Alice in Wonderland, infatti, pur ispirandosi al romanzo di
Lewis Carroll e al film uscito nel ‘51, è in realtà un prodotto differente e a sé stante, in cui il gusto goticheggiante del regista sposa perfettamente le atmosfere e il mondo fantastico frutto della penna dello scrittore inglese. Le ambientazioni oniriche e dolci del cartone animato spariscono per fare spazio ad ambientazioni pur sempre fiabesco, ma più adulte e romantiche. Se nel film del ’51 le avventure di Alice consistevano in un’esplorazione assurda e labirintica di un mondo fantastico e capovolto nelle sue regole, nella pellicola di
Tim Burton la trama si avvicina più a quella di un fantasy, in cui tocca proprio all’eroina protagonista sfidare la temibile
Regina Rossa. Nella realizzazione della trama il regista attinge, quindi, ad entrambi i romanzi di Carroll:
Alice nel Paese delle meraviglie e
Attraverso lo specchio e quel che Alice vi trovò. Il risultato è una storia in cui ritroviamo tutti i principali personaggi del cartone, dallo
Stregatto al
Brucaliffo. Con questi ultimi, tuttavia, la protagonista interagisce in maniera nuova e diversa. Chi ha amato la pellicola d’animazione potrà allora storcere il naso di fronte a un film che nasce con uno spirito diverso, ma che al tempo stesso non tradisce l’anima fantastica e, per così dire, “matta” dei romanzi di Carroll. Quest’anima si riflette, innanzitutto, nell’estrema cura dedicata a una scenografia degna di Oscar, un vero piacere per l’occhio dello spettatore. In secondo luogo nella realizzazione dei costumi, ulteriore fiore all’occhiello della pellicola. A coronare il tutto una sceneggiatura impeccabile, mai esagerata e ironica al punto giusto, accompagnata da un’ottima prova di recitazione da parte dell’intero cast.

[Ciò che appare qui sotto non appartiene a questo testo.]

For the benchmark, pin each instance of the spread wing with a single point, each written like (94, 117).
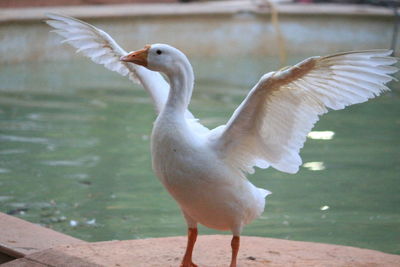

Fra tutti spiccano, in particolare,
Johnny Depp, che riesce a portare sullo schermo un
Cappellaio Matto tanto dolce quanto temerario, conferendo al personaggio una profondità del tutto assente nel cartone animato, ed
Elena Boham Carter, una
Regina Rossa dalle mille sfumature, fragile e perfida al tempo stesso. Unica piccola pecca, forse, il 3D, qualitativamente non sempre all’altezza. Quest’ultimo resta, tuttavia, un elemento del tutto marginale in una pellicola in cui il genio di Tim Burton è riuscito a trovare, forse, la sua migliore espressione di sempre.